Jeff made no move to turn it off, and I smacked him. My hand hit a body that was too soft to be the muscled form of the Elemental, even if he was under a blanket.

Sitting up, I turned on the lamp on my bedside table. Anger rose inside me again. Jeff wasn’t lying beside me, but his pillow was, acting the part of a person.

The alarm still blared, and I was the only person available to turn it off. How cruel of him.

I looked at the time. One o’clock in the morning.

After dismissing the alarm, I tried to open the phone to the alarm clock app. I wanted to bust the phone in half when I needed a passcode.

With a growl, I placed the phone back on his nightstand a little roughly. He’d had his joke, and it wasn’t funny.

It took a long time to fall back to sleep, but it was a deep sleep when I got there.

My temper flared when the shrieking began again and the sun was still not in the sky. The phone said it was two o’clock in the morning. How dare he!

By five o’clock I was ready to murder the Elemental. Bursting from the room, I didn’t see him waiting just outside the door on the balcony. Before I could grind my feet to a halt, my upper body was assaulted by a combination of water and pasta noodles—the long, thin kind.

His laughter created tunnel vision where I could see nothing else but him. I moved quickly with the magic already at my fingertips. My hand slammed into him and sent him over the railing of the balcony. His body crashing into the floor below cleared the angry haze covering my tired brain.

Oh. My. Gosh.

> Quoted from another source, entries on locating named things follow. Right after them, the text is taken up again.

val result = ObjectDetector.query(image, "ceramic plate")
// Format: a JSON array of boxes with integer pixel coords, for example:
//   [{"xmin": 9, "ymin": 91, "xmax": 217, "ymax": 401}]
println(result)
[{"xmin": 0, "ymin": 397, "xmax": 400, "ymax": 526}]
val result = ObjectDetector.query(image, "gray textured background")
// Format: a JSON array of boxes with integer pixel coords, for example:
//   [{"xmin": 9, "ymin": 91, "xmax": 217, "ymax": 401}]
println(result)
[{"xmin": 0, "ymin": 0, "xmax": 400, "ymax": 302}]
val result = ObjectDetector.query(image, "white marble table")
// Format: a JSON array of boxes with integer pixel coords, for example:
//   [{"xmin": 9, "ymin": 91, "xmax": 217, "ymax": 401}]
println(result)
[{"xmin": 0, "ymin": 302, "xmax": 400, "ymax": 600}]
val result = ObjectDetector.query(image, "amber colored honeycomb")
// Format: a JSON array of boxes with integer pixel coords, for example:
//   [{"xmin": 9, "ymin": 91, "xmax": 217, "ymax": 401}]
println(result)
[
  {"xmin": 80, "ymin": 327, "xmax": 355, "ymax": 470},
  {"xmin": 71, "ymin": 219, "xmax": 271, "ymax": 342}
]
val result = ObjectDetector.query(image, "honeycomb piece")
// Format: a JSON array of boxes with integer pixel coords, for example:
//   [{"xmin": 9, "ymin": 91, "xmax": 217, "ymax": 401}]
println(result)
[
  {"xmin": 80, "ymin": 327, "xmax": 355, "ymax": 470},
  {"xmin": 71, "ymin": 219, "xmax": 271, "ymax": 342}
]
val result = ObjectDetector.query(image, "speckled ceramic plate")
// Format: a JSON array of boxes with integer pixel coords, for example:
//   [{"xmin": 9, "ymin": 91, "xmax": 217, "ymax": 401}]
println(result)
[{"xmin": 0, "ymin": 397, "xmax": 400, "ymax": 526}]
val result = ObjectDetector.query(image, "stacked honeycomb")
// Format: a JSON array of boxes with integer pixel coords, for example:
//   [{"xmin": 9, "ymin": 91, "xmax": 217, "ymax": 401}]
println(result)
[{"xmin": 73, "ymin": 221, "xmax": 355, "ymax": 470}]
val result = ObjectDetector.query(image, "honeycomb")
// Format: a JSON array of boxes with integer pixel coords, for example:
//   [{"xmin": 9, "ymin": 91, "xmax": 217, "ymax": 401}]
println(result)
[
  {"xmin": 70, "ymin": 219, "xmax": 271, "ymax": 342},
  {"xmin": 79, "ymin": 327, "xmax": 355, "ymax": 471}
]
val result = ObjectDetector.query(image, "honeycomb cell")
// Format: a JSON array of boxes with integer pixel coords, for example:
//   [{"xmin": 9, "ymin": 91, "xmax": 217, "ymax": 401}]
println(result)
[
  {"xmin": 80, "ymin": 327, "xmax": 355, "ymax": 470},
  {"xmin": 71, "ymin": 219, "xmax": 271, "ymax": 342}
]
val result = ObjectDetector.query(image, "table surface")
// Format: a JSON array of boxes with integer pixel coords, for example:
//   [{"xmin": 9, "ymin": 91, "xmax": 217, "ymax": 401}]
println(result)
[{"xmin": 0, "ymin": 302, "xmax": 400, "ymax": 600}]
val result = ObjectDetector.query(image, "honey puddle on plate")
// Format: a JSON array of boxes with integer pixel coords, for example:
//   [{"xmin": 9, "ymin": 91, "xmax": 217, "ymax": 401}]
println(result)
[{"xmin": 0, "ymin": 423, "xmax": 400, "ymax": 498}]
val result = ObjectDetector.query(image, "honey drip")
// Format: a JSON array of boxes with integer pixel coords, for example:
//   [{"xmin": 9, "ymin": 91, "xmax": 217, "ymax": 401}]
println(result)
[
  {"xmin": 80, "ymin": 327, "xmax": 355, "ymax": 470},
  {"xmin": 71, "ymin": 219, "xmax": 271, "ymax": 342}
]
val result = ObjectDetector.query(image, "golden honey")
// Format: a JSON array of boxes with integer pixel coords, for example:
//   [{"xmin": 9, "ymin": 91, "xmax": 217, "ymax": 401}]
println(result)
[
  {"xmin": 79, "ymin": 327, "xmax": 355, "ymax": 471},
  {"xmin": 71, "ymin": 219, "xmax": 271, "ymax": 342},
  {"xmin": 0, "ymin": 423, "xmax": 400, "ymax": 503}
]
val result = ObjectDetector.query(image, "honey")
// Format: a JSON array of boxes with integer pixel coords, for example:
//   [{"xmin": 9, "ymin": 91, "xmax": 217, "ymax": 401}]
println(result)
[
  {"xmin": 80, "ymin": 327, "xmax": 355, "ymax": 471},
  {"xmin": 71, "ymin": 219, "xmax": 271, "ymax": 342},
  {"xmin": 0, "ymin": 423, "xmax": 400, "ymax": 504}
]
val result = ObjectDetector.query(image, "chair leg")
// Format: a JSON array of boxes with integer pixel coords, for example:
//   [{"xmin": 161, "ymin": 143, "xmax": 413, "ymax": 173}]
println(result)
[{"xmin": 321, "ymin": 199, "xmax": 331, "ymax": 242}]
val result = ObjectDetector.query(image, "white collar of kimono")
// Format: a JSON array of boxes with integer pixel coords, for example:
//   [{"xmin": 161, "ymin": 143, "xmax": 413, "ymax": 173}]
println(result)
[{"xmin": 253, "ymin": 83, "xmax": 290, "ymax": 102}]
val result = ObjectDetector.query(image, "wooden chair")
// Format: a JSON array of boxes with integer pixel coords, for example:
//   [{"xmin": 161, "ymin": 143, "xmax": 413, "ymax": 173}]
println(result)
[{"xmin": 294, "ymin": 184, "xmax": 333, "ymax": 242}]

What had I done? I’d hit him with death magic! I’d just killed him! I should have been elated, should have jumped for joy. Instead, dread filled the pit of my stomach. A life was now over. I’d worked for this moment all my life, and I’d succeeded. However, the Mindolin would now rise.

The thought sent me to my knees, gasping for air. Everyone would die. Millions upon millions of people. Harbor Witches, Vampires, Demons, Dark, Light, Neutrals, Elementals. Everyone. And it would be my fault.

Jeff was an Elemental. Maybe he’d somehow survived the magic and maybe, somehow, he’d survived the fall?

My feet raced down the stairs before I’d even finished the thought. The living room and kitchen were dark. The warrior-healer had fallen to the floor by the stairs to the basement. With the terrible lighting, I couldn’t see if he breathed, but I could tell he wasn’t conscious.

“Oh, no. Please be alive,” I begged him as I knelt at his side. His pulse beat under my finger, and I slumped forward to lay my head against the cool wood floor.

With legs that wobbled and hands that shook, I made my way to the kitchen to turn a light on. My eyes watered at the light, but that was okay.

Jeff was pale, and a hole was burned into his shirt where I’d touched him with my hand, the hand the death spell had been in. I wasn’t yet strong enough to send the spell across a space, but I could create it, something a Witch my age shouldn’t be able to do. Like Mom, though, I was powerful.